Ona przetarła czoło, wyraźnie zakłopotana. W normalnych sytuacjach mogłaby
zgrywać złą i naburmuszoną narzeczoną, która wykazywała się szczerością i
lojalnością, w przeciwieństwie do drugiej strony. W tej sytuacji jednak nie
wie, czy powinna mi współczuć, czy traktować normalnie. Wpuściła mnie do
środka. Zaparzyła herbaty. Usiadła naprzeciwko mnie na kanapie. Ja siedziałem
na wózku. Siedziała nerwowo, na krańcu siedziska.
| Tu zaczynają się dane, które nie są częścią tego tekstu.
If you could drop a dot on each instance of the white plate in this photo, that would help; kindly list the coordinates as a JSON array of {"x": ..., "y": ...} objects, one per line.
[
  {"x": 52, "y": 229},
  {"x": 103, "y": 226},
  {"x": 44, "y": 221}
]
- Powiedz mi co się stało.
- Miałem wypadek samochodowy. – rzuciłem.
- Jak to?
- Po pijaku.
- Nic się nie zmieniłeś.
- Miło.
- Ten wózek to na stałe?
- Tak. – jęknąłem. Dłuższa chwila ciszy, ona lustruje mnie
wzrokiem. Ciągle mam w głowie obraz, jak stanęła przed lustrem mówiąc, że
będziemy szczęśliwi.
- Współczuję. – szepnęła w końcu i opuściła wzrok. Stężenie sztywności i niezręczności wzrosło
maksymalnie po jej słowach.
- Daję radę. – skłamałem.
- Jak to się w ogóle stało? – powiedziała, a ja zauważyłem,
że ciekawość wzięła u niej górę.
- Po pijaku.
-Ale jak? Prowadziłeś?
- Tak.
- Ktoś jechał z tobą? – spytała.
- Tak.
- No i co?
- Nic.
- Były jeszcze jakieś ofiary? – spytała, a ja urwałem ten
potok ciętych i krótkich słów. Nastąpiła znów pauza. Ona zrozumiała powód ciszy, mimo że nie wiedziała co się tak naprawdę stało.. Zrozumiała, że nie chcę o tym mówić i
że całe to wydarzenie to wciąż świeża rana. Podeszła do mnie i mnie przytuliła. Do oczu zaczęły napływać mi łzy, ale nie
chciałem się przed nią rozczulać, więc natychmiast się uspokoiłem. Nie panuję
od dawna nad emocjami, ale mimo to postanowiłem się pozbierać. Ona jest ostatnią osobą, przed którą chciałbym
okazać słabość.
- Posłuchaj, czy ty mi możesz coś powiedzieć? – spytałem,
odpychając ją lekko. Odsunęła się. Patrzyła teraz na mnie z troską, wręcz jakby
było jej żal mnie i tej całej sytuacji.
- Słucham. – powiedziała bezbarwnym głosem.
- Czy ty jesteś w ciąży? – spytałem. Ona cofnęła się ode
mnie, jak poparzona. Wręcz poczułem ten prąd, który przez nią przeszedł, gdy
wypowiedziałem te słowa.
- W ciąży? Skąd! Niby z kim? – fuknęła. Nie bardzo
wiedziałem, czy jej zaskoczenie było bardziej pomieszane ze zdenerwowaniem, czy
bardziej z irytacją.
- Powiedz mi prawdę, błagam. Tylko to mi zostało. Proszę. –
jęknąłem, spoglądając jej głęboko w oczy i próbując się zbliżyć do niej, co nie
było proste, biorąc pod uwagę gabaryty wózka i moją niepełnosprawność. Ona znów
spuściła wzrok, zaczęła się bawić bransoletką, którą miała na nadgarstku.